I think it's very important for us as Catholics to orient ourselves more towards going to the source, in this case Church documents, rather than only relying on "hearsay" or popular perception. It's also important to consider the diversity within any group. As an illustration, there are quite a number of committed same-sex couples who live together celibately. Truthfully the Church has no opposition to their "lifestyles." They are in fact "living in accord with the Church's teachings" and may according to Church teaching receive the Holy Eucharist. Unfortunately these people are often not considered in discussions on this subject and even more sadly are not on many people's "pastoral radar."

As for the Vatican directive Sister Anne referenced, unfortunately I am not familiar with it and so have not read it. So I have my next reading assignment identified (Thanks, Sister!) once I locate the title and find it online.

On a somewhat related note, I really feel on a personal level that the Catholic Church in the Archdiocese of Boston has been through soooo much during these recent years that it's really time for healing even if only in small steps. What comes to mind is "Let go, and let God!"

Sister Anne's point about the role we can play unintentionally when we join protests on either end of the ideological spectrum really strikes home for me and pushes me to ask myself more directly where I am and how I am seen when I join a public response -- whatever the subject/issue may be.

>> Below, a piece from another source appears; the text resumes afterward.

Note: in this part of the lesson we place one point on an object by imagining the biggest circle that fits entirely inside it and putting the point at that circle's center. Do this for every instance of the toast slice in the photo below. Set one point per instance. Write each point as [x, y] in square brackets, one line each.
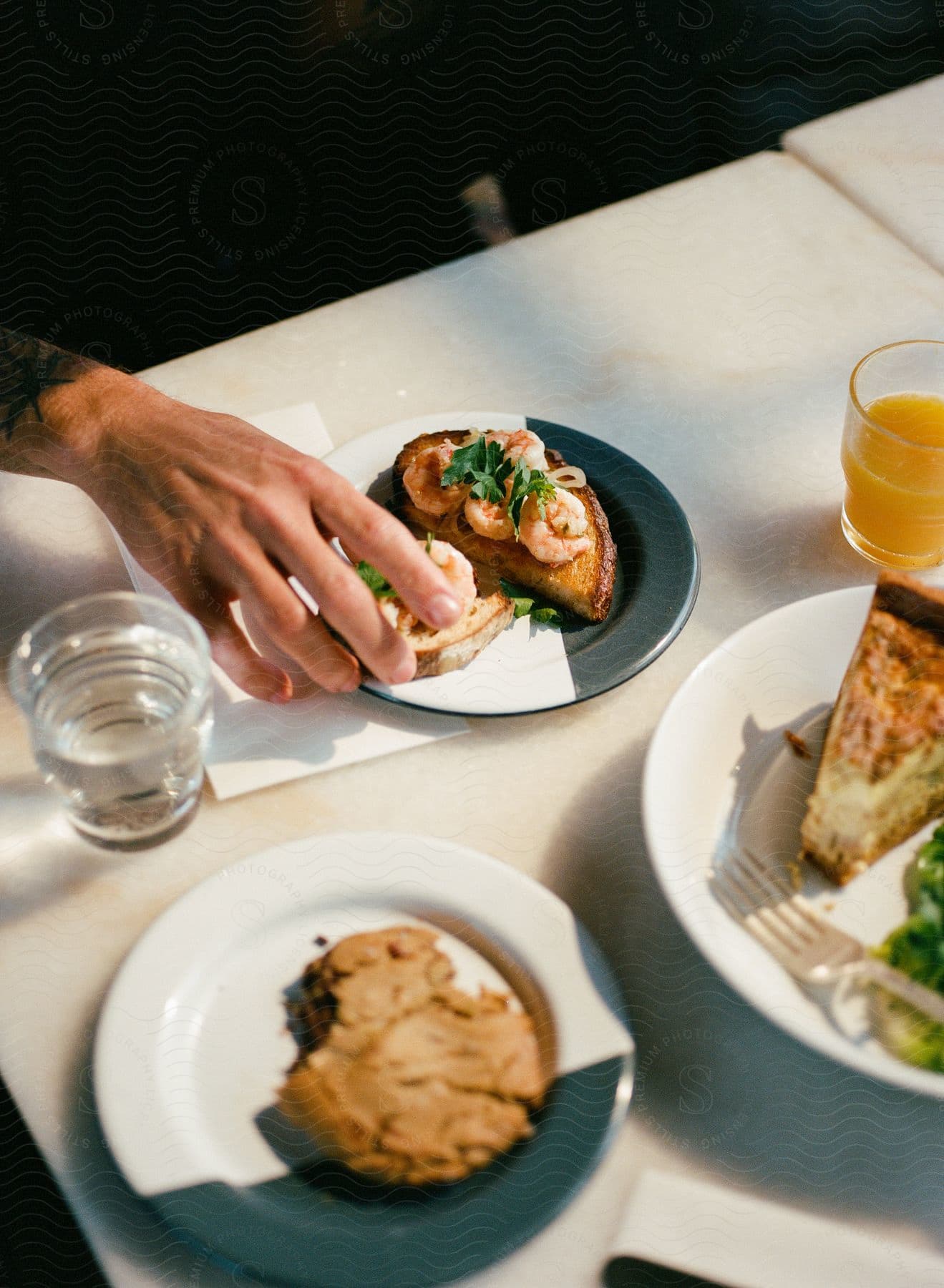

Sorry, this ran longer than I expected. I just started speaking from the heart and hope this doesn't sound like a ramble.

Peace,
Lisa
cullensdaughter@aol.com
http://fromwhereiwrite.blogspot.com

Sister Anne said...

Thanks for your well-informed take, Lisa. I was quite nervous in introducing the topic, but I can see we have a thoughtful conversation going. Thanks be to God!

Anonymous said...

Well this is certainly an interesting issue with much room for discussion. I didn't follow the controversy over the Catholic Charities dinner that carefully. Perhaps their first mistake was in inviting the mayor, since as a political figure that gesture could only be seen in a political way. I believe it is best for Catholic Charities to avoid politizing their activities and remain neutral.
But once that was done, it likely didn't do any good to stage a protest. Sometimes protests simply call undue attention to something that should suffer a little "benign neglect," to quote the late Senator Moynihan. What do protests really accomplish in the long run?